Um levantamento realizado por uma empresa de internet sugere que brasileiros que navegam pelo celular acessam principalmente sites de notícias e de relacionamento, como o Orkut.

Os dados foram compilados pela Opera, fabricante de um navegador que pode ser usado em dispositivos como celulares, palmtops e TVs portáteis, entre seus cerca de 15 milhões de usuários em todo o mundo.

A ferramenta de buscas Google lidera a lista dos sites mais acessados pelos brasileiros, assim como por todos os outros países latino-americanos pesquisados.

Em seguida está o site de relacionamentos Orkut, também da Google, e os sites de notícias Globo.com e Terra.com.

O site para download de games Gamejump.com vem em 5º na lista, seguido pelo site de buscas Live.com, o de compartilhamento de vídeos Youtube, o portal UOL e o gerenciador de emails Hotmail.

“Estamos contentes de ver o crescimento considerável do acesso à internet a partir de telefones celulares em todo o mundo. Mas o passo da adoção na América Latina é cada vez mais rápido”, destacou o CEO da Opera, Jon von Tetzchner.

“As operadoras na América Latina estão agora embarcando em estratégias ambiciosas de internet móvel, à medida que compreendem os benefícios para os negócios de se oferecer navegação completa para seus clientes.”

Futuro

O browser da Opera para desktops tem uma participação pequena no mercado, dominado pelo Internet Explorer e o Mozilla – mas a companhia diz que seu navegador para celulares, o Opera Mini, é “o mais popular do mundo”.

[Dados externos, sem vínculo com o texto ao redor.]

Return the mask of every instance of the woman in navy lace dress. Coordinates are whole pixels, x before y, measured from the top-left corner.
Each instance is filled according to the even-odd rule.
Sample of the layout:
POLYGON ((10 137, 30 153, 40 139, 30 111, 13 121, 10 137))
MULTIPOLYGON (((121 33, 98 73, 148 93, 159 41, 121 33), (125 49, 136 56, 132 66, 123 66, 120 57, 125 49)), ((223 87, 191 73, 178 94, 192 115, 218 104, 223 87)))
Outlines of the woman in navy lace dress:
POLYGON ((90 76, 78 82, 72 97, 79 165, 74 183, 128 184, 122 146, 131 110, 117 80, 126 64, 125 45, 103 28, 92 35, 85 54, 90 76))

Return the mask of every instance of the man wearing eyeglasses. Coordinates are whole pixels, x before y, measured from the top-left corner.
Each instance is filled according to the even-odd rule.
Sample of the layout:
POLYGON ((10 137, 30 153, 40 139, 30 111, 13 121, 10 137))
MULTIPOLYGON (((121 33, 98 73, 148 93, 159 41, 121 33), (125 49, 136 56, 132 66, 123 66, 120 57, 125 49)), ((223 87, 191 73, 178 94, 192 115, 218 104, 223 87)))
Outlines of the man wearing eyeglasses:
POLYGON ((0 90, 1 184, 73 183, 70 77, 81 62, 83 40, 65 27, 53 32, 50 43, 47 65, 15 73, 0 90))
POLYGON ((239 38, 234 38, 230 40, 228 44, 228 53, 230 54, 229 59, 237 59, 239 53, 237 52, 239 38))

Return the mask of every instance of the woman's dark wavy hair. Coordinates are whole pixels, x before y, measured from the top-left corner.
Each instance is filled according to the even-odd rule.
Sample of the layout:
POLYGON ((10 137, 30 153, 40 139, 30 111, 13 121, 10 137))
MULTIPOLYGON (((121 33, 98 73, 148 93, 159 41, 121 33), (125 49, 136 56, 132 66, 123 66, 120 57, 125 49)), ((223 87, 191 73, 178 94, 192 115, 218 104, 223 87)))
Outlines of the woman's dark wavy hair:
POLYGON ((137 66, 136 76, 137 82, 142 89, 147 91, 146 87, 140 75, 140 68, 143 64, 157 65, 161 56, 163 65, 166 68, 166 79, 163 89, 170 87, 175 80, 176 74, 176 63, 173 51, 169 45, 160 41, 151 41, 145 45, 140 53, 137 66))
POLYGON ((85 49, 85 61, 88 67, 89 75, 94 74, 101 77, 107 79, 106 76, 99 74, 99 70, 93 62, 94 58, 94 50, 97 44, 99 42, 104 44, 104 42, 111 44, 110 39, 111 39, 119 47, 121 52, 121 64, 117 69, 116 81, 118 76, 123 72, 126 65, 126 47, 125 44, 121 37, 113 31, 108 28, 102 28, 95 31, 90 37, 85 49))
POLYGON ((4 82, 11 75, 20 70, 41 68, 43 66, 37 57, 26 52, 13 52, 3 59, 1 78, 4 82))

Pesquisas dizem que o futuro da internet será a navegação móvel. Há previsões de que o número de usuários passe dos atuais 600 milhões para 1,7 bilhão em cinco anos, sobretudo em países do leste asiático, onde se destaca o crescimento chinês.

Jon von Tetzchner citou pesquisas que sugerem que até 80% dos celulares latino-americanos são capazes de rodar navegadores de internet simples.

Segundo a Opera, o comportamento de outros mercados da região se assemelha ao do Brasil.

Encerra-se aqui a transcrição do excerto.